ANKARA - Kurtarılan Türkiye'nin Musul Başkonsolosu Öztürk Yılmaz, "İnsanın vatanı için katlanamayacağı hiçbir şey yoktur. En güzel şey, vatandan dolayı hasret çekmek, ondan dolayı insanın üzüntü, elem duymasıdır" dedi.

Başkonsolos Yılmaz, Esenboğa Havalimanında gazetecilere açıklamalarda bulundu, sorularını yanıtladı.

İnsanın vatanı için katlanamayacağı hiçbir şey olmadığını söyleyen Yılmaz, "En güzel şey, vatandan dolayı hasret çekmek, ondan dolayı insanın üzüntü, elem duymasıdır. Ben hiç bir zaman bunu üzüntü olarak görmüyorum. Ülkemiz için bir şeydir. Bunu da anlımda güzel bir şey olarak yaşıyorum" dedi.

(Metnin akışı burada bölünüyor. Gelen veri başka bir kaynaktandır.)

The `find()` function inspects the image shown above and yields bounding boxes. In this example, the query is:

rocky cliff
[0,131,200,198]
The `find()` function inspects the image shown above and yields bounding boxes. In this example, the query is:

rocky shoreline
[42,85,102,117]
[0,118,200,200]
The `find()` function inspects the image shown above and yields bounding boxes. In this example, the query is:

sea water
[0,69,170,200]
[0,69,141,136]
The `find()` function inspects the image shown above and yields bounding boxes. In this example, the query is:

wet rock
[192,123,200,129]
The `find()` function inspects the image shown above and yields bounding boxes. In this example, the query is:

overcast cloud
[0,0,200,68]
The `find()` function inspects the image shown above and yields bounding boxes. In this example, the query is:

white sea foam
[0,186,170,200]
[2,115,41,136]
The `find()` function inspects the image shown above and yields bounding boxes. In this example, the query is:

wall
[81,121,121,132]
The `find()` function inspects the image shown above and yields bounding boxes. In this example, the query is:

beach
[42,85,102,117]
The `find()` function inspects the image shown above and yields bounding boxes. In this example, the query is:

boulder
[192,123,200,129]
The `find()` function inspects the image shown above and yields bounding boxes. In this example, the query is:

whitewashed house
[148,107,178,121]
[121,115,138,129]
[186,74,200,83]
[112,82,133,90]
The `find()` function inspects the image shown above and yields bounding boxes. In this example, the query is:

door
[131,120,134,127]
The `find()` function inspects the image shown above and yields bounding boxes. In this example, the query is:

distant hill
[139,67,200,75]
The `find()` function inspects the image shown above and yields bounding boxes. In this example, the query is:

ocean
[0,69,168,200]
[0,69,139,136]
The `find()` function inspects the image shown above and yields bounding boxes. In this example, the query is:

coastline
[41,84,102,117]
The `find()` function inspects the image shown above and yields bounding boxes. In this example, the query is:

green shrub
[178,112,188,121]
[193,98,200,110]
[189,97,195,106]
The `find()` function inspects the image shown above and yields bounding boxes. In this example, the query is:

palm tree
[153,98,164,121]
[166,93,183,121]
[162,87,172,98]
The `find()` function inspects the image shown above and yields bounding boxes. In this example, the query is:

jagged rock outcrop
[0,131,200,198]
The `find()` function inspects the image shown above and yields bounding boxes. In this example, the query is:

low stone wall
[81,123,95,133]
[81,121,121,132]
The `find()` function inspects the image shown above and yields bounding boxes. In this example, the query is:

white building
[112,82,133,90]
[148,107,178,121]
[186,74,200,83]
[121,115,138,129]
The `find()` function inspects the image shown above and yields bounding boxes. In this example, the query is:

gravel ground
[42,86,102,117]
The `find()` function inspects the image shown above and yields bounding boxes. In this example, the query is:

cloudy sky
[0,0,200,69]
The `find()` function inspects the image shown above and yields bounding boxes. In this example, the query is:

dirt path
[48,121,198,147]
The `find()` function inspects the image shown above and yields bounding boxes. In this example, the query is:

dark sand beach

Tüm emeği geçen, kendilerine dua eden herkese teşekkür eden Yılmaz, duygularını şöyle dile getirdi:

"102 gün geçti, esaretten kurtulmanın bugün bir günüydü, çok mutluyuz. Sayın Başbakanımıza haber verdiğimizde 'geliyoruz' diye, ben tam aradığımda Sayın Başbakanımız 'Öztürk hoşgeldin' dedi. Demek ki benden daha yakın takip ediyorlarmış, her şeyi biliyorlardı, her şeyi en iyi şekilde takip ettiler. Şahsen devletimle gurur duydum, ülkemle gurur duydum.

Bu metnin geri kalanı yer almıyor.